Ah but now there was
a problem. How was I going to prevent her from escaping and enjoying
the Vida Loca outside while I raised her little minions? The big
kennel would only work for a couple of weeks, so George bought them
the Cadillac of cages complete with three shelves, a cushion and
four doors at the pet store for a small fortune though it was
discounted as the floor sample was all they had left. This is when I
am thankful I have a commercial van. Once installed, I cut up fatigue
matting so their little paws and bodies would have soft surfaces on
every shelf and the floor and because of the size of the matting,
different colors. Then came the toys every time I went shopping and I
guess they quickly evolved into the grandkids we would never have as
they were constantly taken out and played with and cuddled and even
fed. Next thing I knew, I had 7 cats with IQ's equal to little humans
and the ability to climb anything and no hope of finding homes for
them as everyone I knew had been suckered in by a pregnant feral cat
and now had an instant crazy cat lady kit they were trying to find
homes for....I guess we could have just exchanged kittens for variety
but we were all stuck, even my vet. As soon as mother was spayed, she
managed to escape leaving me with 7 half grown kittens and she never
looked back. Now they really were spoiled as we took the place of
their mother.
How spoiled?
Everyone has their own bowl, their own special food they want, their
own spot and they have even picked out which of the humans they will
con. Oh, and now we even have to buy two varieties of kitty litter.

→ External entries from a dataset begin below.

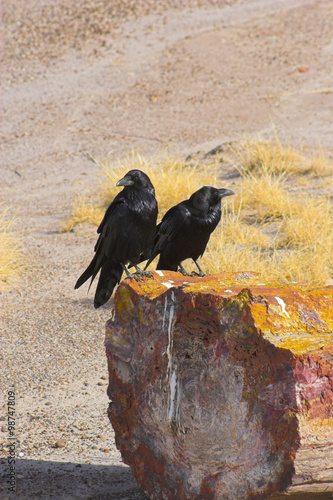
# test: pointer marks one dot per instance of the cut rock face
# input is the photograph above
(213, 380)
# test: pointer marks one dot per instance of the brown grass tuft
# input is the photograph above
(12, 258)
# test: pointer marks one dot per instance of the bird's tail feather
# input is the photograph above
(110, 276)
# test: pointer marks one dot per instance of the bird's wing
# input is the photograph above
(174, 221)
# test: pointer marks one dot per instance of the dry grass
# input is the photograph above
(259, 157)
(12, 258)
(265, 228)
(265, 195)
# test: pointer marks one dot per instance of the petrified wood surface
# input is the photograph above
(222, 386)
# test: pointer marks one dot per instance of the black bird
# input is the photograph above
(126, 235)
(186, 228)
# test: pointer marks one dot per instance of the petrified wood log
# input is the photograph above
(221, 386)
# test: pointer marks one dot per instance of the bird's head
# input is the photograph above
(136, 179)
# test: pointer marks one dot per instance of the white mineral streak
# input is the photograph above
(170, 340)
(173, 381)
(168, 284)
(283, 305)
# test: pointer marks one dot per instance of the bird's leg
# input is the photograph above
(200, 273)
(182, 270)
(128, 274)
(141, 273)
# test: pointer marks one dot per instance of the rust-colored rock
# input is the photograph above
(220, 385)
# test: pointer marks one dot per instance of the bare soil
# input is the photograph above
(101, 80)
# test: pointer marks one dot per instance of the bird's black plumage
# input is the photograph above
(126, 234)
(186, 228)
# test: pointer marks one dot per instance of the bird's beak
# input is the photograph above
(125, 181)
(225, 192)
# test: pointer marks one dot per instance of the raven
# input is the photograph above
(126, 235)
(185, 229)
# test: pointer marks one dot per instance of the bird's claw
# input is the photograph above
(141, 274)
(200, 275)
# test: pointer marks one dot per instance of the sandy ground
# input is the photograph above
(186, 76)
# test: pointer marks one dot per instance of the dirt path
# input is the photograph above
(183, 79)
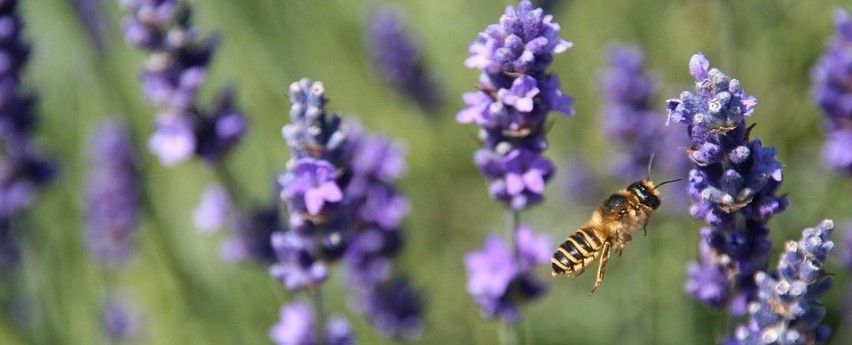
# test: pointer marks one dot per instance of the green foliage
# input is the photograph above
(190, 296)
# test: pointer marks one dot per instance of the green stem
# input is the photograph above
(508, 334)
(727, 39)
(316, 301)
(229, 182)
(513, 221)
(508, 331)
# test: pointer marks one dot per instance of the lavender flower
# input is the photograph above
(310, 185)
(398, 59)
(297, 323)
(22, 170)
(298, 265)
(9, 252)
(22, 167)
(499, 280)
(342, 204)
(832, 90)
(787, 310)
(112, 195)
(732, 183)
(386, 299)
(174, 72)
(250, 238)
(514, 99)
(317, 173)
(214, 210)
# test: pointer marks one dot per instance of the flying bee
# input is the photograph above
(610, 229)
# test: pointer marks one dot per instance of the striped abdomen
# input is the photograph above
(575, 254)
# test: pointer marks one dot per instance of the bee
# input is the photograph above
(610, 229)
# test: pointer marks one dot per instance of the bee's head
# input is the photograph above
(646, 192)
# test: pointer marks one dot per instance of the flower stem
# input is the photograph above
(727, 40)
(508, 330)
(513, 220)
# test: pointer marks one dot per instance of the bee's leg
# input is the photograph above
(602, 266)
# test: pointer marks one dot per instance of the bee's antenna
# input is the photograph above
(666, 182)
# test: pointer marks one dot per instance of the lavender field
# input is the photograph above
(302, 172)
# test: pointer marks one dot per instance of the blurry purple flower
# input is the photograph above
(787, 310)
(112, 195)
(22, 167)
(173, 140)
(707, 280)
(313, 132)
(379, 158)
(298, 266)
(310, 185)
(120, 321)
(339, 332)
(213, 210)
(296, 327)
(9, 251)
(398, 60)
(174, 72)
(490, 272)
(533, 250)
(394, 308)
(499, 280)
(832, 77)
(630, 117)
(846, 246)
(250, 238)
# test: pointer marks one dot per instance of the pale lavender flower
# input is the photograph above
(250, 238)
(386, 299)
(630, 117)
(296, 327)
(515, 97)
(393, 307)
(298, 265)
(832, 91)
(846, 247)
(120, 321)
(112, 195)
(398, 59)
(310, 185)
(787, 310)
(174, 72)
(499, 280)
(732, 183)
(214, 210)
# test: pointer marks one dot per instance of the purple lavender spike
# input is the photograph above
(732, 184)
(112, 195)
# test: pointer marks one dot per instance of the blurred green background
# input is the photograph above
(190, 296)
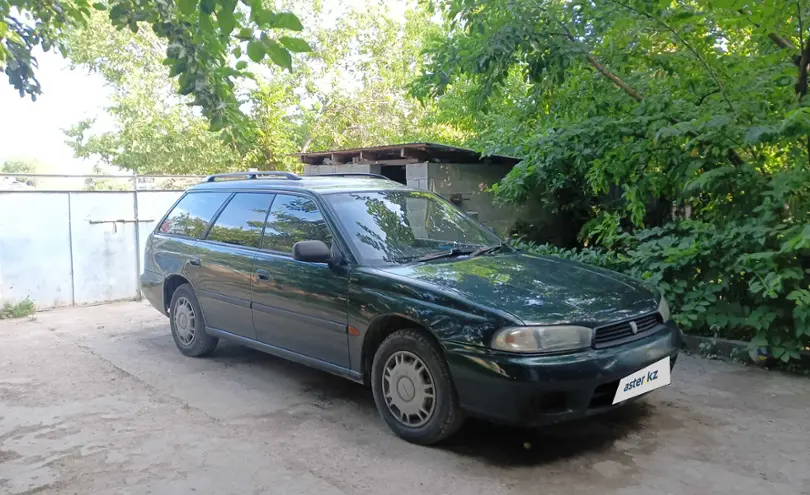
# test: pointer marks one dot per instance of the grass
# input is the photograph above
(24, 308)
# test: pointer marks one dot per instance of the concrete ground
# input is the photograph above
(97, 400)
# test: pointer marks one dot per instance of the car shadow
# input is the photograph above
(510, 446)
(488, 442)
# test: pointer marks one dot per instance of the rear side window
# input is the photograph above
(242, 220)
(191, 215)
(293, 219)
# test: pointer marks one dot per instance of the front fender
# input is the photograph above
(374, 294)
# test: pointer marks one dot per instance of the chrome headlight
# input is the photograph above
(542, 339)
(663, 309)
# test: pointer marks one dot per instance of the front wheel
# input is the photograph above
(188, 324)
(413, 389)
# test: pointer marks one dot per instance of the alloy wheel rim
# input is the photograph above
(185, 322)
(409, 389)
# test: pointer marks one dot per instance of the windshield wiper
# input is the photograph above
(455, 252)
(486, 250)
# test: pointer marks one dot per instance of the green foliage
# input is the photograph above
(155, 132)
(672, 135)
(16, 166)
(201, 51)
(350, 90)
(24, 308)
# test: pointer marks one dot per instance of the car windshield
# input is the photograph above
(403, 226)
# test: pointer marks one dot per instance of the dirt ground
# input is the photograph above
(97, 400)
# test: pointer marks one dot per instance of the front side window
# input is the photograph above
(242, 220)
(191, 215)
(401, 226)
(293, 219)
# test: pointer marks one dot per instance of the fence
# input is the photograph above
(75, 246)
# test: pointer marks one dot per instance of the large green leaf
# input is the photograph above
(255, 50)
(285, 20)
(207, 6)
(187, 6)
(278, 54)
(296, 45)
(227, 22)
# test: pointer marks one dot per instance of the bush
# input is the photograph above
(740, 280)
(24, 308)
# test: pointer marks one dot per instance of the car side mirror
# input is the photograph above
(312, 252)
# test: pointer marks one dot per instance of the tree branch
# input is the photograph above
(733, 156)
(781, 42)
(602, 69)
(689, 47)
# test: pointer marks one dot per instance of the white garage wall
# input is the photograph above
(75, 247)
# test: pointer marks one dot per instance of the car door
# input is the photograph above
(224, 263)
(299, 306)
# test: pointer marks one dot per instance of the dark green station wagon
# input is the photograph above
(395, 288)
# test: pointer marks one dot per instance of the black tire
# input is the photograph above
(201, 344)
(446, 417)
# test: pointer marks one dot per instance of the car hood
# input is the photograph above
(537, 289)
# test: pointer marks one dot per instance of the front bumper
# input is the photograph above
(537, 390)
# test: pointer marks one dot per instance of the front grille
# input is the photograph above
(616, 333)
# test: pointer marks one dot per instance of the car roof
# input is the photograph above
(317, 184)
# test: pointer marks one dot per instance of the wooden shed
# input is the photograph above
(460, 175)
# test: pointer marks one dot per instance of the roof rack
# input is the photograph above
(253, 175)
(351, 174)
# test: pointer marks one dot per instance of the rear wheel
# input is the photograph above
(413, 389)
(188, 324)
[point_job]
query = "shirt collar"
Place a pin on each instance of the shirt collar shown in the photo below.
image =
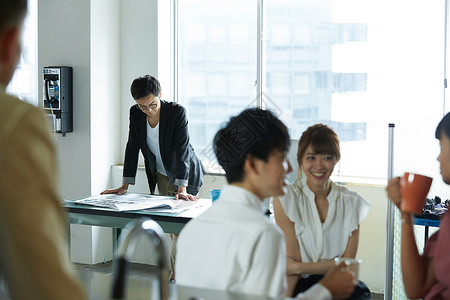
(242, 196)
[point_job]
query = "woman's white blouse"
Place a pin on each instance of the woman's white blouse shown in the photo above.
(322, 241)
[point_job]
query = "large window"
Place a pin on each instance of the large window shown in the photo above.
(353, 65)
(24, 82)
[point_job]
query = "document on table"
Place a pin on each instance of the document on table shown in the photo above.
(131, 201)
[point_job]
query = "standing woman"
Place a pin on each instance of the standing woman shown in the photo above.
(320, 218)
(159, 129)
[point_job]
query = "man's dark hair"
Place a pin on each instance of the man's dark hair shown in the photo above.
(144, 86)
(443, 127)
(255, 132)
(12, 12)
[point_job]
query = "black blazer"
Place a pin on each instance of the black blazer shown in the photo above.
(178, 156)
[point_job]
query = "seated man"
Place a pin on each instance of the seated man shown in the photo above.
(233, 246)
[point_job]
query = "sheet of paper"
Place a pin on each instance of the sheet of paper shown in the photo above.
(130, 201)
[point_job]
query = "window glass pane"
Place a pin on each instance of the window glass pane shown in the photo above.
(24, 82)
(338, 62)
(217, 66)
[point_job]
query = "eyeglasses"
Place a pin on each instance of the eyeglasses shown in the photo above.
(151, 106)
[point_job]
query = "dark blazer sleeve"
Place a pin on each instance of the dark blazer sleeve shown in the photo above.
(132, 148)
(175, 149)
(180, 161)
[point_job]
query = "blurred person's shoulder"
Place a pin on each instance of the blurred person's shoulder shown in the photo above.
(14, 111)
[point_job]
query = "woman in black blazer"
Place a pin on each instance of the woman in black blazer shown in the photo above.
(159, 129)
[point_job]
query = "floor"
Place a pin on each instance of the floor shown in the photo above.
(140, 283)
(138, 273)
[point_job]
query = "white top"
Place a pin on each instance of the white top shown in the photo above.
(153, 145)
(234, 247)
(325, 241)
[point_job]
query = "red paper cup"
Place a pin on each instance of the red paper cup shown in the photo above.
(415, 189)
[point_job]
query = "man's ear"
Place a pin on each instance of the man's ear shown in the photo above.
(9, 45)
(250, 165)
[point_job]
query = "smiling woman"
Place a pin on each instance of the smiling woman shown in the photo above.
(320, 219)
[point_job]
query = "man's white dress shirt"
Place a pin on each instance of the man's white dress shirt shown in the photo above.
(234, 247)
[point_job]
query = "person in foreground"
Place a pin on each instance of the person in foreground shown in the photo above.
(233, 246)
(159, 129)
(426, 275)
(320, 219)
(33, 245)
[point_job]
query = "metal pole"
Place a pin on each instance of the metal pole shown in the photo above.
(389, 221)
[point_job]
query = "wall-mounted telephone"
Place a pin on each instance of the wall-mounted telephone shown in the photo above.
(57, 98)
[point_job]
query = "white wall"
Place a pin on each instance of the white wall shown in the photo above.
(85, 35)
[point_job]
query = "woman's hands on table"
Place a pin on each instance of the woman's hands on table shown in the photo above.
(183, 195)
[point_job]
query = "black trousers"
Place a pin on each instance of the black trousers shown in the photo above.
(361, 291)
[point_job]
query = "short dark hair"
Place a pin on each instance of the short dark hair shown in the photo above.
(144, 86)
(443, 127)
(323, 140)
(12, 12)
(254, 131)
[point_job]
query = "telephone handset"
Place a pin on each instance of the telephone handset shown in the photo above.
(51, 89)
(57, 98)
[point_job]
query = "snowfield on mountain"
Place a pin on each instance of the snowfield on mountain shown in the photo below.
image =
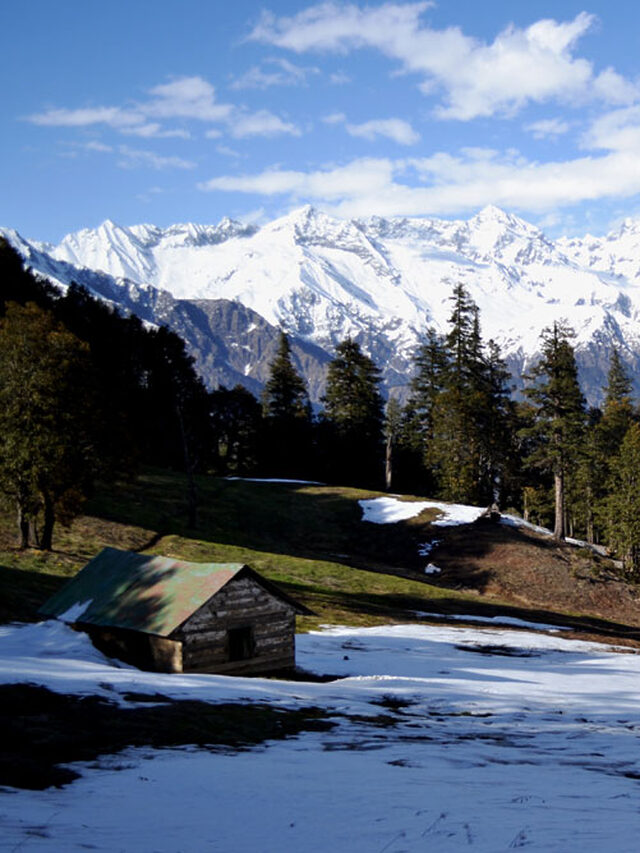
(444, 738)
(382, 281)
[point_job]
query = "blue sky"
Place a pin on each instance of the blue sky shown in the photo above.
(170, 111)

Ningee will eventually teach the other six sign language. They all
talk and seem to consider us the slow ones as we don't jump on
command. We get the “what is wrong with you, slow ones” look
several times a day. Nothing is done until the Furry 7 are attended
when we awaken. I, however, demand coffee and since my coordination
is not good until the second cup and they have tails, they have
learned to sit by the coffee maker and wait for me to get that first
cup down before beginning the to do list for my day....feed me...wash
the water bowls and refill the kibble dispenser...pet me...open my
special can...pet me...I need teeth cleaning kibble...where's my
catnip mouse????? Meanwhile, in catdom, Ningee's IQ continues to
climb. The final domination of the world is not far from her reach as
soon as she learns to use the computer. She may have already done
that. How do you know who is really writing this?